Conforme a minha editora-particular sugeriu, divido este post em dois - já que a paciência das pessoas fica cada vez menor, à medida que se pega mais ônibus na vida. Continuemos a viagem:
5ª/ Onde se sentar?
Você entra no ônibus e vê apenas alguns lugares vazios. Mapeia o lugar em seu cérebro. Cria, instantaneamente, um logaritmo que avalia as vantagens e desvantagens de cada um dos espaços. Aquele ali do lado esquerdo deve bater sol, já que é de manhã e esse ônibus vai passar pela praia. E tá muito calor, principalmente para quem não está acostumado. Esse outro... hum... não. Eu não tenho preconceito, nem sou racista, mas não me sentar do lado desse cara. Já vi muito assalto nessa vida e é uma experiência que eu não aconselho para ninguém. Aquele outro... Bem, a senhora está um pouco, digamos, sem querer ser, como direi, explícito, a senhora está acima do peso. Acho que não vou caber. Aquele lá atrás, então, não dá para nem colocar as pernas direito - e olha que sou baixinho. Esse, esse aqui, bem na frente, do lado do trocador [porque se alguém for assaltar o ônibus, vai preferir roubar o dinheiro do próprio ônibus que o meu, que só carrego trocados], e ainda do lado que dá para ver a praia, que insiste em aparecer em todo o trajeto, para lembrar que você - que nem gosta de praia - não está lá.

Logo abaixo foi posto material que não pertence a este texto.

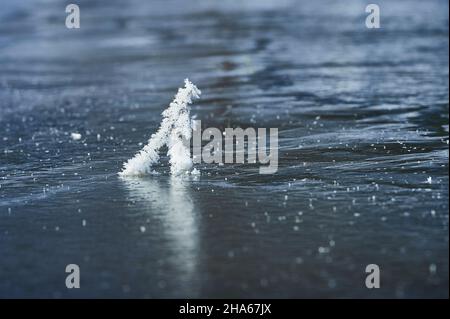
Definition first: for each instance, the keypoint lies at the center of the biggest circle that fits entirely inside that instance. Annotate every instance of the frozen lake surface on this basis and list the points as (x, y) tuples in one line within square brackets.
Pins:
[(363, 170)]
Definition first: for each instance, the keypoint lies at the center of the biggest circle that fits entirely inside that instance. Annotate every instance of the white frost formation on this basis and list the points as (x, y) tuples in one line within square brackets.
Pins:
[(175, 128)]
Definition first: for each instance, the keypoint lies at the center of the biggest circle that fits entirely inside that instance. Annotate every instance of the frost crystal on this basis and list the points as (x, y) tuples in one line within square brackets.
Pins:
[(174, 131)]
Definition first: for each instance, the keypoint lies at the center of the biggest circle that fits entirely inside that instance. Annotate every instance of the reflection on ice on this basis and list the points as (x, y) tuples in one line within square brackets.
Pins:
[(167, 201)]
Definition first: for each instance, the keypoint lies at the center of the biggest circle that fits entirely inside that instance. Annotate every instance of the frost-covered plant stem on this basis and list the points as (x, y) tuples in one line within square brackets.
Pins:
[(174, 130)]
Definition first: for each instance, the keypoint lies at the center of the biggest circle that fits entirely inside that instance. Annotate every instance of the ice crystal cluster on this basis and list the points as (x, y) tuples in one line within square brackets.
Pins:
[(175, 129)]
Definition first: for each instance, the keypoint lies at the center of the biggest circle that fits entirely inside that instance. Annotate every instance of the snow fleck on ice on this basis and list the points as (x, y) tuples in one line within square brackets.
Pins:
[(75, 136)]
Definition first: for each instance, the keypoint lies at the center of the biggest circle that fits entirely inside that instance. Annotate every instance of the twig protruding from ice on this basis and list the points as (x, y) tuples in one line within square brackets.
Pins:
[(174, 130)]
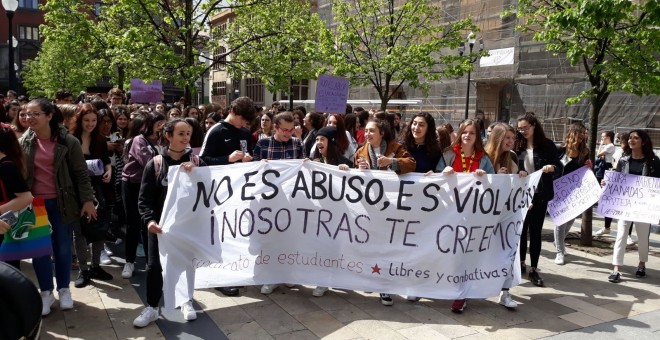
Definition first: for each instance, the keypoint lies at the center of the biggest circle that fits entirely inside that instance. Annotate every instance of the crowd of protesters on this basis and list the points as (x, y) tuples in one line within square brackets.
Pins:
[(45, 148)]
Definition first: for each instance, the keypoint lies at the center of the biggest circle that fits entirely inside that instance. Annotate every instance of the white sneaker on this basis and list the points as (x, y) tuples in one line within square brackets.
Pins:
[(506, 300), (105, 258), (127, 272), (148, 315), (66, 302), (47, 300), (108, 250), (319, 291), (267, 289), (188, 311), (602, 232)]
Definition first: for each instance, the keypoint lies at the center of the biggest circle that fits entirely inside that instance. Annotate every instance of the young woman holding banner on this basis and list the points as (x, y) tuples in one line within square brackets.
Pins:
[(535, 152), (501, 140), (327, 151), (574, 154), (153, 191), (638, 159), (466, 154), (381, 152)]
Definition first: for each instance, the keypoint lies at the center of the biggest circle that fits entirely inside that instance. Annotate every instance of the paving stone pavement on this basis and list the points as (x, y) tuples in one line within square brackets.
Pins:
[(577, 303)]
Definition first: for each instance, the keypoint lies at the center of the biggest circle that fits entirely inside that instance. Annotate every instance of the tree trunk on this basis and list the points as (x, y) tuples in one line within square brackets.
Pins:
[(188, 51), (587, 215), (121, 77)]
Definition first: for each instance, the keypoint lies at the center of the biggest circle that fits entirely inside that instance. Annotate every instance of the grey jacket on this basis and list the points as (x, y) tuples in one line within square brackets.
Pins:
[(651, 169), (71, 176)]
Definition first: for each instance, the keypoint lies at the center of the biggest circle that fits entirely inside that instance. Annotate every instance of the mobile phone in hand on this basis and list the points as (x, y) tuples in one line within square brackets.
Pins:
[(9, 217)]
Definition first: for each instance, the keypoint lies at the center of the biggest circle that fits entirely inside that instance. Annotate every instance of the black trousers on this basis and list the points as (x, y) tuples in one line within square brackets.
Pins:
[(534, 224), (134, 226), (154, 272)]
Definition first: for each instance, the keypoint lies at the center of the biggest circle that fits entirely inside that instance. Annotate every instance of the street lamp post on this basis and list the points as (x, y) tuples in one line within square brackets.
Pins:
[(471, 39), (10, 7)]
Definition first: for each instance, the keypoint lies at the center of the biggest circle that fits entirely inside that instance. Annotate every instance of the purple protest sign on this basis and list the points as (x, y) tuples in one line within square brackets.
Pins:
[(574, 193), (331, 94), (630, 197), (146, 93)]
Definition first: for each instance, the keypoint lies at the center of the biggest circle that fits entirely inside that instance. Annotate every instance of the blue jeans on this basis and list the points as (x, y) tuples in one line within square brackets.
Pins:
[(62, 238)]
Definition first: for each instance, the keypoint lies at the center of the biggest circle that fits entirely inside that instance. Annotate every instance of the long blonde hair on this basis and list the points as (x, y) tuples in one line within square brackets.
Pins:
[(572, 143), (494, 146)]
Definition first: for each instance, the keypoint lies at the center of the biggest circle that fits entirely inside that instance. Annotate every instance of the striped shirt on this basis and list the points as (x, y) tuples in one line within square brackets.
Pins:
[(269, 148)]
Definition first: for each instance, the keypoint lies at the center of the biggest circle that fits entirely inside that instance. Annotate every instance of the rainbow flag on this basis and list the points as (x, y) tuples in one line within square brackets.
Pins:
[(30, 236)]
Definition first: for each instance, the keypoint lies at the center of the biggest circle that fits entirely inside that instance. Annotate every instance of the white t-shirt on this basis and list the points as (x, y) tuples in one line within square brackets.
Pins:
[(529, 161), (609, 152)]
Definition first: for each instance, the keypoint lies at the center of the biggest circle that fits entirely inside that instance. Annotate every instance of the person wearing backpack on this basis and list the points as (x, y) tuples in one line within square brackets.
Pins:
[(14, 194), (153, 191), (57, 172), (139, 150)]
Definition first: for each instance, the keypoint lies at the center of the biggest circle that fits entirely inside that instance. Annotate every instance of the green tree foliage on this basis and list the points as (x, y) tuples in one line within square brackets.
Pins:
[(386, 43), (617, 43), (279, 43), (68, 53), (146, 39)]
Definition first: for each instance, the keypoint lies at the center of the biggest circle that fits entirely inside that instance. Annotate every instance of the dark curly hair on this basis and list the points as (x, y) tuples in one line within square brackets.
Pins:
[(431, 142)]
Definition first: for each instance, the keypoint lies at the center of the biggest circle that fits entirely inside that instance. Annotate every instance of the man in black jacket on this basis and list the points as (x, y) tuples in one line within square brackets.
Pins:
[(229, 142)]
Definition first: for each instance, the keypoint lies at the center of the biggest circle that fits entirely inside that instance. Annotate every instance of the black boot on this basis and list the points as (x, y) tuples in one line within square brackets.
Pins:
[(99, 274)]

6ª/ Como se entreter durante a viagem?
Música é a melhor pedida. Um dos conselhos mais repetidos por especialistas, assim como por qualquer um com um mínimo de bom senso, é a necessidade do uso de fones de ouvido. É tão importante para segurança, como, sei lá, cinto de segurança. Vai que você está atrás de um lutador de vale-tudo que não gosta das amáveis letras do funk que você [e todo mundo no ônibus] está escutando e resolve resolver a questão com a sua versão um pouco mais física do que ele chama de diálogo.
Leitura é também uma pedida, mas com a velocidade imposta pelo motorista, o filho exemplar que é o único que pode salvar o pobre pai, é capaz de você sentir um daqueles enjoos que você tinha quando era bem pequeno e o seu pai pegava uma estrada deveras sinuosa.

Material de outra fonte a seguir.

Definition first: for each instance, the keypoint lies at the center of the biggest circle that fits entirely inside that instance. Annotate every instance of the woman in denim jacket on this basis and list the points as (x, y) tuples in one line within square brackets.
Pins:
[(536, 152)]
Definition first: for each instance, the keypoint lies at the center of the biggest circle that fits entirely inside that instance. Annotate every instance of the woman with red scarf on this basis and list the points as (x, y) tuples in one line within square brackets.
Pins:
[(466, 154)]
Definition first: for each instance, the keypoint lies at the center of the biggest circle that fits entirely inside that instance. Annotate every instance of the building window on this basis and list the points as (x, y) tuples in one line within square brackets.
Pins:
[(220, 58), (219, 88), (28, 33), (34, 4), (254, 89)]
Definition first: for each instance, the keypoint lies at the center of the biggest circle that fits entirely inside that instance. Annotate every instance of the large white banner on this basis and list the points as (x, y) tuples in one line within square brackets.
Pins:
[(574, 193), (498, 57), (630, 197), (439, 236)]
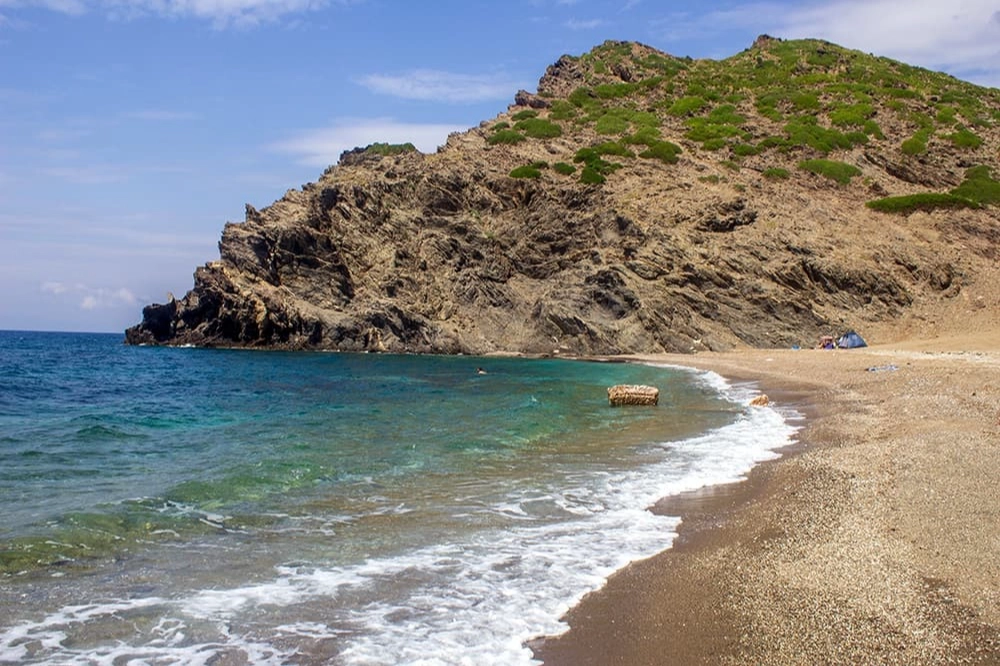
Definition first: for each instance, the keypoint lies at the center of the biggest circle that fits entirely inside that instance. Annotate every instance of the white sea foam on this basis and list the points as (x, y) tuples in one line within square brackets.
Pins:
[(475, 600)]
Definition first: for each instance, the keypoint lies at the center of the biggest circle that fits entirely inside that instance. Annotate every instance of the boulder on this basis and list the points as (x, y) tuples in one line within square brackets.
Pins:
[(633, 394)]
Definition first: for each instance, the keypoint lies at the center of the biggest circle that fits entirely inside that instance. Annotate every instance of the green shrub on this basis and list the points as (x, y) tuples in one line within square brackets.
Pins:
[(610, 124), (645, 135), (838, 171), (871, 128), (852, 116), (615, 90), (725, 115), (507, 137), (592, 159), (591, 176), (539, 128), (805, 101), (583, 98), (964, 138), (645, 119), (922, 201), (703, 129), (664, 151), (613, 148), (686, 106), (745, 150), (804, 131), (526, 171), (391, 148), (562, 110), (946, 115), (979, 186), (917, 143)]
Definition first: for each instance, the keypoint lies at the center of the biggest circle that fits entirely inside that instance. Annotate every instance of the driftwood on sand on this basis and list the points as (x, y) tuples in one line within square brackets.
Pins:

Caso isso aconteça, uma sugestão de solução: se estiver à janela, abra-a - caso, obviamente, seja o seu dia de sorte, já que o normal é ela estar emperrada [e então, ao saltar/soltar {veja abaixo}, procure o bicheiro mais próximo e jogue o número da placa do ônibus lá; talvez sua sorte não demore muito a acabar] - abra a janela e respire o mais profundamente possível, até a passageira do banco de trás reclamar que o vento está embolando o seu [dela] cabelo, que acabou de passar por uma escova marroquina. Se estiver longe da janela, a opção é rezar - lembre-se que estamos no maior país católico do mundo.

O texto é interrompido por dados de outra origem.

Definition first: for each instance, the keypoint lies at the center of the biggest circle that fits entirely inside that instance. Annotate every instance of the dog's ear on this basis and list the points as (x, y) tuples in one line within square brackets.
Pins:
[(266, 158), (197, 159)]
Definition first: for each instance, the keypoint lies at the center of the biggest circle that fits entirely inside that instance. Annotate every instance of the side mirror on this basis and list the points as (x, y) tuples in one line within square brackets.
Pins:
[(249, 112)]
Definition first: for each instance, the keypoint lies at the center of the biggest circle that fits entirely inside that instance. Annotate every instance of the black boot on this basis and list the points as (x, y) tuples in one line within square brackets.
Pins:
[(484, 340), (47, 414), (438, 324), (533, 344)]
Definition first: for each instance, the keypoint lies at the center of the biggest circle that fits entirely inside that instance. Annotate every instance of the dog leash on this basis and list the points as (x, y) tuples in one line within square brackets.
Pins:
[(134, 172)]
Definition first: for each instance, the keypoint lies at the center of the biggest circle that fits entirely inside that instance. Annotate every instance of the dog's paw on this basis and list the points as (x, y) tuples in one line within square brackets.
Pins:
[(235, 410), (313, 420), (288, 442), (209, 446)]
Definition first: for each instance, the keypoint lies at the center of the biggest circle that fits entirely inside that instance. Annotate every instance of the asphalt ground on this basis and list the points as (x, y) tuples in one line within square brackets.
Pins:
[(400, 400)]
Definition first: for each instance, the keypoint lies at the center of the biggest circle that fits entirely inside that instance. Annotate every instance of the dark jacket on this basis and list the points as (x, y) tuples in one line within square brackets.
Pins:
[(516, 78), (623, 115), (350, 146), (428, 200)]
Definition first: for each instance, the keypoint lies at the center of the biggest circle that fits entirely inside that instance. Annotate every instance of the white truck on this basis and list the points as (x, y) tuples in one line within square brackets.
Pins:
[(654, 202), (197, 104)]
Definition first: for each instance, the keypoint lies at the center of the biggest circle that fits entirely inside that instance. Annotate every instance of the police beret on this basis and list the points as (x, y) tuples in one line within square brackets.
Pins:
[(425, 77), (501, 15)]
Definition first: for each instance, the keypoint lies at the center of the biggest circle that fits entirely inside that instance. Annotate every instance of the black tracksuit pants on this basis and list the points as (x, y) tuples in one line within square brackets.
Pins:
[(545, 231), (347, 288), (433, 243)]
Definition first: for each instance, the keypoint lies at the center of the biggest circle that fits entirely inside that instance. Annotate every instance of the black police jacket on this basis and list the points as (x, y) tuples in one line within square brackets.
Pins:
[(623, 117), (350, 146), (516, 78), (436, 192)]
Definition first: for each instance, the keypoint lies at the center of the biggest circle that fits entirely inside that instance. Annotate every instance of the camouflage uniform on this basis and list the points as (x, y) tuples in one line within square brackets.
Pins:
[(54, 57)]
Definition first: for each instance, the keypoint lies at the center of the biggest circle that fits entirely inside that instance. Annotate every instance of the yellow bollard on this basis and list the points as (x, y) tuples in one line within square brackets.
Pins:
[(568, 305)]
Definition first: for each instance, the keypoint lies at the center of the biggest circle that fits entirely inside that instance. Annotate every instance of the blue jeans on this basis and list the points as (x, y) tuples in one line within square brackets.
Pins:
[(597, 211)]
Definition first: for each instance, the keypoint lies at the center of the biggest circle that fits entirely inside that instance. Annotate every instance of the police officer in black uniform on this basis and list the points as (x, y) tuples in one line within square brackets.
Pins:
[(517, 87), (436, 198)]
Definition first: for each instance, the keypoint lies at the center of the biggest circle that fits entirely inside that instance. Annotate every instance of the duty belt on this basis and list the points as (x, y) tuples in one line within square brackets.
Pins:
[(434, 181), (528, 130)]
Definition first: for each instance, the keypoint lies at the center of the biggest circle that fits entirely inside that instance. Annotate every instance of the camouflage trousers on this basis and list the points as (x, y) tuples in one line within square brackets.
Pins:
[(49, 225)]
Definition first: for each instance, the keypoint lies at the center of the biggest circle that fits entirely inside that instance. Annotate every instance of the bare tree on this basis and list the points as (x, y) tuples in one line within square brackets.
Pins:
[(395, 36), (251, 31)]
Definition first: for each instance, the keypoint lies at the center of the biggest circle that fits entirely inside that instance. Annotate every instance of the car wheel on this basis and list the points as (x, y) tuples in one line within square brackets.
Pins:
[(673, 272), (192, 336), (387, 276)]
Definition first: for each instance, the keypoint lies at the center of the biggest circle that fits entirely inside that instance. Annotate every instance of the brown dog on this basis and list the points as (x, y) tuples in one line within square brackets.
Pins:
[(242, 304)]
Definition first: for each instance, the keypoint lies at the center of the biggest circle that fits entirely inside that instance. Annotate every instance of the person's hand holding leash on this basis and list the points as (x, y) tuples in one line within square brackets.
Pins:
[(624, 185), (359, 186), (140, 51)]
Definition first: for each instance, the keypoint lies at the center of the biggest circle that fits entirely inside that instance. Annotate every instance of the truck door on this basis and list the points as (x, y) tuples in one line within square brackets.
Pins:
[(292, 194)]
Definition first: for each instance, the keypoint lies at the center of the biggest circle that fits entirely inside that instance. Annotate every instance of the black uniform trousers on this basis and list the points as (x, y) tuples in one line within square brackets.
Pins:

7ª/ Como saltar / soltar do ônibus?
Em primeiro lugar, saiba que ninguém sabe ao certo se o certo é "saltar" ou "soltar" do ônibus - já que ambas acepções têm defensores e fazem um sentido capenga. Na verdade, o certo deve ser "descer", mas como o processo para sair do coletivo é mais parecido com um "salto", ou com o fato de você ter passado o tempo todo segurando em algum corrimão - por segurança, já que o motorista ainda não chegou para salvar o pai, cujo pescoço deve ser o mais resistente da história [outro caso de objeto de estudo desperdiçado] ninguém usa o certo.
É claro que ao fazer o sinal, o motorista vai escolher aleatoriamente o lugar onde parar. Considere-se um sortudo se ele parar no raio de cem metros do seu ponto. Há casos de gente que é deixada no ponto seguinte, após, claro, a "discussão diária"* no ônibus.
Uma das possibilidades para se tentar diminuir o caminho a ser percorrido, antes de saltar do ônibus, é tentar gritar, lá de trás, da porta traseira, para o motorista. O que nos leva ao...
7.1ª/ Como se dirigir ao motorista?
Ignore o lembrete do lado do motorista que está escrito: "fale ao motorista somente o indispensável". Pense que, um/ você pode ser considerado indispensável [na dúvida, pergunte à sua mãe], dois/ o que você vai falar é indispensável, se não você não passaria por esse constrangimento de ter que gritar de uma ponta a outra do ônibus para tentar atingir o sujeito que está dirigindo esse veículo.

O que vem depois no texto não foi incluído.